Ora, como se pode então afirmar que as IEES paulistas foram mais preservadas – ou melhor, menos sucateadas – em recursos humanos e materiais - que as IFES se seu orçamento é, ano após ano, subtraído em quase 2/3 e elas vivem tal situação? Por um motivo muito simples: os governos FHC e Lula da Silva criaram mecanismos mais eficientes para seqüestrar as verbas da educação, a ponto de repassar apenas 7,6% do que foi estabelecido na Constituição. E isso usando apenas mecanismos legais. O corolário é simples: as verbas da união destinadas à educação deveriam, no mínimo, ser 13,15 vezes superior aos valores atuais, o que significa que as IFES vêm tendo, ano após ano, um seqüestro de quase 95% de sua verba. Assim, a conta é simples: a rapinagem do governo federal é 5,26 vezes maior do que a do governo paulista. O que explica, em parte, o fato de que o orçamento de três universidades (Unesp, Unicamp e USP) seja em torno de 40% do orçamento de mais de 50 universidades (as Instituições Federais). Como o governo federal consegue tal proeza? Basicamente por meio de três mecanismos:
Colocando em termos mais concretos, isto é, em moeda corrente, tomemos para análise o orçamento da União referente ao ano de 2004, tendo por base os dados do Ministério da Fazenda. Para uma arrecadação total (receitas correntes) de 450,59 bilhões de reais, os impostos correspondem a apenas 128,67 bilhões, dos quais sobrarão apenas 34,38 bilhões como base de cálculo para os 18% constitucionalmente vinculados à Educação. Assim, por meio de sucessivos seqüestros da verba educacional, o governo federal transformou os R$ 81,10 bilhões que deveriam ser investidos em educação em apenas R$ 6,18 bilhões (para aprofundamento, remetemos à análise do GTPE do ANDES-SN sobre o projeto de 30 de maio de 2005).

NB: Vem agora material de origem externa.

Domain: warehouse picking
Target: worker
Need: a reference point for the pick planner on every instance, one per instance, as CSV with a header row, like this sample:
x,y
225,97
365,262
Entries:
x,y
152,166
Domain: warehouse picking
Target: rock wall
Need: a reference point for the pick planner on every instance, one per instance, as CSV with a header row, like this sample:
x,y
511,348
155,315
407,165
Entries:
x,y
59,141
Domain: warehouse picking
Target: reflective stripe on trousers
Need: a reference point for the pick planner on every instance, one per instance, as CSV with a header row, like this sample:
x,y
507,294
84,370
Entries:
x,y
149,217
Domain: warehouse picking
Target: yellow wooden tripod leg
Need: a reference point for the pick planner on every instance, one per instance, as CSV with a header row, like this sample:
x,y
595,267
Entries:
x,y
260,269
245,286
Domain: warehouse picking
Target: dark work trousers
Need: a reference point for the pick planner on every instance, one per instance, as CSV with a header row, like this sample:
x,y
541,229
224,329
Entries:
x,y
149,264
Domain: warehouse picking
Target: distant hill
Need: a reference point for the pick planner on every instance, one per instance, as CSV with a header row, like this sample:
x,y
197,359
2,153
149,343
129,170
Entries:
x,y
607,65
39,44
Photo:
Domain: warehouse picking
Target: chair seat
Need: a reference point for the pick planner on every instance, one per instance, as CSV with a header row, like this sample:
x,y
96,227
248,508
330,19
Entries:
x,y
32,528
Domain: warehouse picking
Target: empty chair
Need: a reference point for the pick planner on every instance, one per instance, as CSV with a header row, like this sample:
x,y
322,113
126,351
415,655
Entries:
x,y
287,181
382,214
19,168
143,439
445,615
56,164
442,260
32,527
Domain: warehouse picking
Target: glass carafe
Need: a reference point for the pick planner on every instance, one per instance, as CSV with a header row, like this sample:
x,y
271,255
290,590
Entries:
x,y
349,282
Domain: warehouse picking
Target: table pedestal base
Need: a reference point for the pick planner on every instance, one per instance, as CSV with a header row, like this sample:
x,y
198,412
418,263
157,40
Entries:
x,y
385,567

Dessa forma, queremos mostrar que o crescente sufocamento financeiro tem inviabilizado a autonomia universitária, conquista histórica de nosso movimento que ainda não foi efetivada. E se a situação é preocupante nas IEES paulistas, é muito mais grave nas IFES e em outras IEES, com menos prestígio acadêmico e menor força política. Porém, ao contrário do que vem sendo alardeado, algumas ações do governo Lula da Silva têm o claro objetivo de agravar esta situação. Se em 2004, a renúncia tributária na área da Educação foi de 1,3 bilhões de reais, com o Prouni, a renúncia atingirá a casa dos três bilhões anuais. Esse programa cumpre dois objetivos básicos: por um lado, socorrer as empresas que mercantilizam a educação e que vêm tendo menores lucros pela inadimplência e expansão exagerada do setor, em um misto de Proer da educação e de parceria público-privada; por outro lado, enganar os jovens das parcelas excluídas da população brasileira, que acreditam estar tendo acesso a ensino superior de qualidade, quando, na verdade, transformados em instrumentos baratos de barganha política para facilitar a privatização de recursos públicos, estão apenas entrando em quiosques especializados em vender diplomas. Aos que ainda insistem em defender o governo Lula da Silva, lembramos as reportagens recentes de jornais denunciando que metade das instituições credenciadas no Prouni foi reprovada em avaliações do próprio MEC. Outra ação do governo Lula da Silva, com o mesmo objetivo de enfraquecer e privatizar a Universidade Pública é a Lei 10.973, sancionada em 2 de dezembro de 2004, chamada de Lei de Inovação Tecnológica, mas que, na verdade, é a Lei de Atraso do Conhecimento.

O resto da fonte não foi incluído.